I love things in motion to the point of distraction. I think that it is because of all the years that I spent with my camera permanently attached to a tripod with the lens locked to f/22 and hyperfocal focused trying to get the perfectly sharp "toes to stars" landscapes. Maybe it’s that I see the world and everything in it as being in constant flow that makes me want to show that mysterious swoosh of life. Where I used to be a sharpness junkie I’m now a blur freak. But like all things: when it helps tell the story not just as a blanket technique for the sake of technique.
Maybe I’m just wrong in the head but I have come to love not having my subject totally sharp when it’s moving. It often feels not only more dynamic but more organic to have something blurred in the frame that shows the movement. There’s a fine line between not sharp enough and not blurred enough. I try to find and dance in that line.

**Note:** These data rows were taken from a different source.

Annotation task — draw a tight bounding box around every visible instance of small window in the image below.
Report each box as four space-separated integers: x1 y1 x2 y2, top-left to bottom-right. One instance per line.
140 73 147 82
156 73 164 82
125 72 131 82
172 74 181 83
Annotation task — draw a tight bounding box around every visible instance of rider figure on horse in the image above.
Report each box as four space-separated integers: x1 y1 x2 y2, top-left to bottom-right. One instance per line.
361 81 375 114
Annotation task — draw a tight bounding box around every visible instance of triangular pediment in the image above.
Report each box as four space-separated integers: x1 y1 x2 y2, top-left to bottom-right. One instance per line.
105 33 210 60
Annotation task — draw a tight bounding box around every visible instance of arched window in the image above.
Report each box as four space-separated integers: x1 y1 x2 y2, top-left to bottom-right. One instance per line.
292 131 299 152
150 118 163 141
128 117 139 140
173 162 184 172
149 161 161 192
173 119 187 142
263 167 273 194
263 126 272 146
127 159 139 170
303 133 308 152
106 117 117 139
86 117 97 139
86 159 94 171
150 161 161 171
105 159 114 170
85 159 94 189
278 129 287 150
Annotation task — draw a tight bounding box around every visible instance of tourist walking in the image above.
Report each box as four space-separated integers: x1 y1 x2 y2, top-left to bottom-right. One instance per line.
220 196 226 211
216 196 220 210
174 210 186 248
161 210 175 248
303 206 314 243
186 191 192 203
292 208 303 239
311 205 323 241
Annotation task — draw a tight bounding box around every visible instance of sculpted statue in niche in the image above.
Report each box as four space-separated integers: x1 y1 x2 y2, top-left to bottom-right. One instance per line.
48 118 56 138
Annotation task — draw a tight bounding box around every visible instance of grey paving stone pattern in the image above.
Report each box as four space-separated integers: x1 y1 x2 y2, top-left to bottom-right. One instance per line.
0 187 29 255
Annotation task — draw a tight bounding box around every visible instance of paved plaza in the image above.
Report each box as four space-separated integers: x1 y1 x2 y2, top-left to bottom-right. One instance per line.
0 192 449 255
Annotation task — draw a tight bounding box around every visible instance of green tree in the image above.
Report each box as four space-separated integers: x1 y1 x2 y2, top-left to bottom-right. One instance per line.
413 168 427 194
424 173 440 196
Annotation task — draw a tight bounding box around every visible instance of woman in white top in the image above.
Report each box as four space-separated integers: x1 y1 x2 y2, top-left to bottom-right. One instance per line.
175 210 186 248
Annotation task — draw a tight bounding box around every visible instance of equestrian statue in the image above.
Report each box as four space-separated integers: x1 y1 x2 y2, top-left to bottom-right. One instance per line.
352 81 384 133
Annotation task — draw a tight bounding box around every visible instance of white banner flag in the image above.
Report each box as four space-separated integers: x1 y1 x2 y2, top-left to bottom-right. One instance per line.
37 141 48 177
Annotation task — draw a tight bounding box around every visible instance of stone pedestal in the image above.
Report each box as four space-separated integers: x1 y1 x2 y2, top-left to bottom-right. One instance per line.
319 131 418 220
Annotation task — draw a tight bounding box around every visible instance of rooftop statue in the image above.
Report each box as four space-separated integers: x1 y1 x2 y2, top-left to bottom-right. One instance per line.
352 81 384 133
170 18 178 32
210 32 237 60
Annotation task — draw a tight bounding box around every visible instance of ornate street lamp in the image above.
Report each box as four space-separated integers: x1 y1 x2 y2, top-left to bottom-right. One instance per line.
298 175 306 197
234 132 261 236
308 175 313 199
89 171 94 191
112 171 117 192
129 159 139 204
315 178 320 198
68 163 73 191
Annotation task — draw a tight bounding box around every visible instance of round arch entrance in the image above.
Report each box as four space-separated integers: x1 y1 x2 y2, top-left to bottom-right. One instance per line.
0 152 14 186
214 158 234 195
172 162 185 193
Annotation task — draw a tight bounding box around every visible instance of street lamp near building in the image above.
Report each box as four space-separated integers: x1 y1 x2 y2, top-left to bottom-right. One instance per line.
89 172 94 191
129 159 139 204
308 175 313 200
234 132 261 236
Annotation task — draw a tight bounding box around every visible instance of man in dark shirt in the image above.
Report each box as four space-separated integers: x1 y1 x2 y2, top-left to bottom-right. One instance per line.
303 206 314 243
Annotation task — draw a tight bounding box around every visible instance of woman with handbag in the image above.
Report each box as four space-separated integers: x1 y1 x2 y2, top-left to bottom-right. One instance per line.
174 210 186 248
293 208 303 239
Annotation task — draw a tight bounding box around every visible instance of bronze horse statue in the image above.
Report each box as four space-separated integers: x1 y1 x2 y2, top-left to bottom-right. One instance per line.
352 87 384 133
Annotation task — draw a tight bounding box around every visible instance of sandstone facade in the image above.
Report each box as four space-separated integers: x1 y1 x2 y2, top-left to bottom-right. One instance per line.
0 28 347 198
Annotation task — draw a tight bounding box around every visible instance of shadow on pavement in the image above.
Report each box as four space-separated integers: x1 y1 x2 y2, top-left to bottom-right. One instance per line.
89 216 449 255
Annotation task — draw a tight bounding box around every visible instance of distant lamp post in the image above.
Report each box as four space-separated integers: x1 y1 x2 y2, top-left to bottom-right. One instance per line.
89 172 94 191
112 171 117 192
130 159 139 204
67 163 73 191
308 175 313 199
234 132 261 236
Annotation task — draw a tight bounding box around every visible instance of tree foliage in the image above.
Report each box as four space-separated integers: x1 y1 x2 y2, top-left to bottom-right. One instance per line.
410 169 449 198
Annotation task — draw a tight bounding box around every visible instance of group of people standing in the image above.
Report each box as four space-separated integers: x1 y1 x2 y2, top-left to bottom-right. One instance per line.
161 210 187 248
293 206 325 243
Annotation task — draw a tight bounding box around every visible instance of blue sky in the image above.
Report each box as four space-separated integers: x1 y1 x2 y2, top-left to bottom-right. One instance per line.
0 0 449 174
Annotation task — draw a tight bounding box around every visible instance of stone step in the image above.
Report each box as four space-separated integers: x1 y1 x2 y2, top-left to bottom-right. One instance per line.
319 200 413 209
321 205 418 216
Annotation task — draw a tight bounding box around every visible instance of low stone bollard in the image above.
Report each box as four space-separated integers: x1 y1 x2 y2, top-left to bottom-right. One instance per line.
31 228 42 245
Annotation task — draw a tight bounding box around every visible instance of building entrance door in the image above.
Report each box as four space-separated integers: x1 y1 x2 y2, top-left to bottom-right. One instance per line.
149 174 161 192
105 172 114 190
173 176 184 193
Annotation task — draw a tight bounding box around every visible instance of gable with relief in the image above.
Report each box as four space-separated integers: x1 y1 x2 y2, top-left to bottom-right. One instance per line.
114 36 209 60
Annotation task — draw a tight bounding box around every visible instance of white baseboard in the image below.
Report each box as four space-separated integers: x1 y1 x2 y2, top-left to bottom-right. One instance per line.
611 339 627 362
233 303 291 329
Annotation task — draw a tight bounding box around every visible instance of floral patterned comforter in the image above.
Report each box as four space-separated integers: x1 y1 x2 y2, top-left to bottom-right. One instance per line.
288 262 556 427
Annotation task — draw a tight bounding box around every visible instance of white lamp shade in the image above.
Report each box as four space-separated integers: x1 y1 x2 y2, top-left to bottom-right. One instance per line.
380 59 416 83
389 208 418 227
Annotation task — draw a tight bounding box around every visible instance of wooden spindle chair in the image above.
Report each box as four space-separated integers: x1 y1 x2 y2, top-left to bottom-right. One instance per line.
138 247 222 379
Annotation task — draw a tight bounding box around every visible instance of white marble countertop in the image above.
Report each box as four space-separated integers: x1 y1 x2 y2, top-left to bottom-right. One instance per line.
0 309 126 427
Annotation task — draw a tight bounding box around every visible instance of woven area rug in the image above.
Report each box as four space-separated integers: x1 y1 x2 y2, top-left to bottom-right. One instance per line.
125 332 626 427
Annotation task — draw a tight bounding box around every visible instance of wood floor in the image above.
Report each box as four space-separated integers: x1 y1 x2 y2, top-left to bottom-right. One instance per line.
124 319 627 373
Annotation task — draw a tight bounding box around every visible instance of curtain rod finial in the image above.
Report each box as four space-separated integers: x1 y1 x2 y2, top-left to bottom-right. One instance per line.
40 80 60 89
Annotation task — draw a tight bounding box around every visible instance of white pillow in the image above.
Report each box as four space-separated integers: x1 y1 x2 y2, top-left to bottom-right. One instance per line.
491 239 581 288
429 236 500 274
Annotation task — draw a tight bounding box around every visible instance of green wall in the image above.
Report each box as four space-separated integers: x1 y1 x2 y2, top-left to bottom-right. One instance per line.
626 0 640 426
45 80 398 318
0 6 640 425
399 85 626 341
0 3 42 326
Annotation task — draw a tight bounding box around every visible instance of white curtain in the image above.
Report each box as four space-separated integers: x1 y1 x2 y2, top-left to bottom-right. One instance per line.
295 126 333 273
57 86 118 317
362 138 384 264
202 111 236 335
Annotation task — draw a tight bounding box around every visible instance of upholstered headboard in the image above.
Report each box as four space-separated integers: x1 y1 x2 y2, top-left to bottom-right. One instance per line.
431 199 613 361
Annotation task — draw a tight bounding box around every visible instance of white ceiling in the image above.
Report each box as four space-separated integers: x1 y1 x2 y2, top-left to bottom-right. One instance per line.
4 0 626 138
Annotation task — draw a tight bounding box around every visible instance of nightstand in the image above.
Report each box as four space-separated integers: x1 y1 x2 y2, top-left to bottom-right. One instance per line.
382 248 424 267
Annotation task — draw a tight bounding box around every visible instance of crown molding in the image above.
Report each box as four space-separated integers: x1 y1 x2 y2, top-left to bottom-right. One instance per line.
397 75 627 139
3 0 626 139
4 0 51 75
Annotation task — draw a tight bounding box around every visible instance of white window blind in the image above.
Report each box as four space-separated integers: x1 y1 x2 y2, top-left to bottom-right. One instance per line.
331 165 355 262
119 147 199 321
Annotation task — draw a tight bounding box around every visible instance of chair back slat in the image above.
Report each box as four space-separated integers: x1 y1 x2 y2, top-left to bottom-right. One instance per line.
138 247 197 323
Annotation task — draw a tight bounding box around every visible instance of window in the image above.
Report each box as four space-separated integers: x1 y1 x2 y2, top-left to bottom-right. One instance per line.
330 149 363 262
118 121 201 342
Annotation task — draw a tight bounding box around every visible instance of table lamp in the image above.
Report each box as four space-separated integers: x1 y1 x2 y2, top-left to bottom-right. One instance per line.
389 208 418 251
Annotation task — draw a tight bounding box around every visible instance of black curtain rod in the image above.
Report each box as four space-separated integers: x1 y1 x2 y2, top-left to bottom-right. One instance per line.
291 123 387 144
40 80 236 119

I had to cover the 5A state track meet the other week and let me tell ya – if there is a place where you can show motion then that’s it. Hurdles are almost as easy to shoot as straight, read as boring, running: use a high shutter speed, keep the person in focus and when they get to the top of their jump "click!". Yawn! Did that before. A lot. Next! So since assess is so easy at these events it’s possible to find different angles on the action so I did.
Technicals: Nikon D200 ISO 100 @ 1/60th, Nikon AF-S 17-35mm f/2.8 set to f/11, focal length 20mm with polarizing filter to help reduce my shutter speed.
That’s a good example of when I want to make motion liquid. I also like the happy accidents that feed my fuzz hunger. A while ago the wife and I went to a friends dance performance and before she went on I did some photos just to play around. So after making some initial photos I took a few more but pretty much totally botched it. I think that my thumb spun the shutter dial and like a doofus I didn’t check my settings before making more photos. However the resulting frame was more than I would have expected or maybe even hoped for.
Technicals: Nikon D200 ISO 800 @ 1/8th sec, Nikon AF 85mm f/1.4 set to f/1.4
To me that’s the best frame of the whole event. It transcended a literal recording of the dancing and instead makes a more emotional/spiritual impression of what I saw. Isn’t that what we try to do: show not what we saw with our eyes but what we saw with our hearts and minds?